Wait, Did Kim Kardashian Smuggle Art?
Art

Wait, Did Kim Kardashian Smuggle Art?

Kim Kardashian is many things: a beauty and skincare mogul, a (now former) reality TV star, an aspiring lawyer. But is she an art smuggler, too? Depends on who you ask.

According to new reports, the US government is asking Kim to forfeit an Ancient Roman sculpture that had been stolen from Italy. The statue, known as Fragment of Myron's Samian Athena and dating back to the 1st or 2nd century, was sold to Kim in 2016 by the Axel Vervoordt Gallery in Belgium — a name that no doubt will be familiar to anyone who remembers Architectural Digest's infamous tour of her spartan Calabasas mansion.

The sculpture was detained by the federal government in 2016 when it first arrived in Los Angeles after having been alerted that it might be protected cultural property. Upon further examination of the statue's paperwork, authorities noticed discrepancies in the documentation that aroused suspicion.
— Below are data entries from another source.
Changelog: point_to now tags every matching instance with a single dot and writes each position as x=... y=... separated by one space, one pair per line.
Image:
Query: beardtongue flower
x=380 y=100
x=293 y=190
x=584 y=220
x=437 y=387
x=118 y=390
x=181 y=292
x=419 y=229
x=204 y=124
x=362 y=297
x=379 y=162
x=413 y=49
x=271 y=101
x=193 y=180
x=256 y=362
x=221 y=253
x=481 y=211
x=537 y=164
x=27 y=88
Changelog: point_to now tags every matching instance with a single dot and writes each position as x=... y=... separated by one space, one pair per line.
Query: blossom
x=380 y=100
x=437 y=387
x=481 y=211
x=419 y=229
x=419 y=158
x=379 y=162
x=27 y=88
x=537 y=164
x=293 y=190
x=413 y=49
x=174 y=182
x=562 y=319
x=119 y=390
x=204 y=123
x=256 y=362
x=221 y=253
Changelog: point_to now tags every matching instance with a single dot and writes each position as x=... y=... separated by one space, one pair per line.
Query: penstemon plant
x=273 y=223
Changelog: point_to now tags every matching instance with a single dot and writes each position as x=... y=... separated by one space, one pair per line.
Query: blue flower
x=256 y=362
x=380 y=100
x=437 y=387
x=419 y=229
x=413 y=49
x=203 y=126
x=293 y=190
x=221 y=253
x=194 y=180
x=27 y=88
This led them to call in Italy's Ministry of Cultural Heritage, which sent an archaeologist in 2018 to assess the work.

The representative then determined that the statue in question had in fact been "looted, smuggled and illegally exported from Italy," naturally leading the country to ask that it be returned. As a result, a court ordered Kim, the buyer and person who had the work imported, to forfeit the sculpture last week.
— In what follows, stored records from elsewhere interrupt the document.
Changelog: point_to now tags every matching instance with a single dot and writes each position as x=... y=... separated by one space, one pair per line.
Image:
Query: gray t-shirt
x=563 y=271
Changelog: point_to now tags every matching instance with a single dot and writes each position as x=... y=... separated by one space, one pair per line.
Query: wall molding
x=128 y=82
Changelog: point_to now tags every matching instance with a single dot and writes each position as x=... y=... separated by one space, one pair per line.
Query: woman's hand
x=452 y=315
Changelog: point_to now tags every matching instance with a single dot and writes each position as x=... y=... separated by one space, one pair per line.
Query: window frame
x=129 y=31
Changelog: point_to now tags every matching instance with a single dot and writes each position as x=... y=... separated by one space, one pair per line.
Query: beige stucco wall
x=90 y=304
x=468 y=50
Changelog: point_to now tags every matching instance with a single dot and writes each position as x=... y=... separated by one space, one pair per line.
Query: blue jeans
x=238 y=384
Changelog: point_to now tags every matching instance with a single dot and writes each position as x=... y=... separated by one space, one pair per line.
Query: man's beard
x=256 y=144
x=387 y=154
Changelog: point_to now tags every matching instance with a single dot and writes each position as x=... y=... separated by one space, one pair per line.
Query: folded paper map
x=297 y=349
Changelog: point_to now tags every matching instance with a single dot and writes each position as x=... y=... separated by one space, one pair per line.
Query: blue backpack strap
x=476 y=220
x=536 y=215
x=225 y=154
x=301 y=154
Kim's team insists that she had no knowledge of the smuggled artifact and even goes a step further to say that she was unaware the piece had been purchased in her name. "Kim never purchased this piece and this is the first that she has learned of its existence," they said in a statement. "We believe it may have been purchased using her name without authorization and because it was never received, she was unaware of the transaction. We encourage an investigation and hope that it gets returned to the rightful owners."
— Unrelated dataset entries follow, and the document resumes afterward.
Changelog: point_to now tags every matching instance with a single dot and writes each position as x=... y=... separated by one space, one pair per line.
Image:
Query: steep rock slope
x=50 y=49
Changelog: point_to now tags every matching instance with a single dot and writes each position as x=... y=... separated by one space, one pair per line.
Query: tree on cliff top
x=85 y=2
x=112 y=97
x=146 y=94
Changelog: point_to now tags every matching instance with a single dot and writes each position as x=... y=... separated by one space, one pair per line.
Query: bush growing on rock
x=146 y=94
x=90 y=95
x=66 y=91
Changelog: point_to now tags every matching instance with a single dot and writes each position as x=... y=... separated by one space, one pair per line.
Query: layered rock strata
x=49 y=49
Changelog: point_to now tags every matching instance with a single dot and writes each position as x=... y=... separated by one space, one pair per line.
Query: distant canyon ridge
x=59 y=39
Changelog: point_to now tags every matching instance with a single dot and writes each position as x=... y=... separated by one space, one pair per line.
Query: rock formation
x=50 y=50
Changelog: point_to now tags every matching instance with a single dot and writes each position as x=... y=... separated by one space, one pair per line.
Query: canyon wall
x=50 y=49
When reached for comment, a spokesperson for the Vervoordt Gallery said, "We've been informed only last night that the US government has filed for forfeiture of this Roman piece, sold to our American client and exported to the US in 2016. We have acquired this piece in good faith from a French gallery who had also acquired it in equally good faith from a German auction house. The former collector was English but precise traces seem to stop there. However, there is no evidence that this piece was illegally imported from Italy."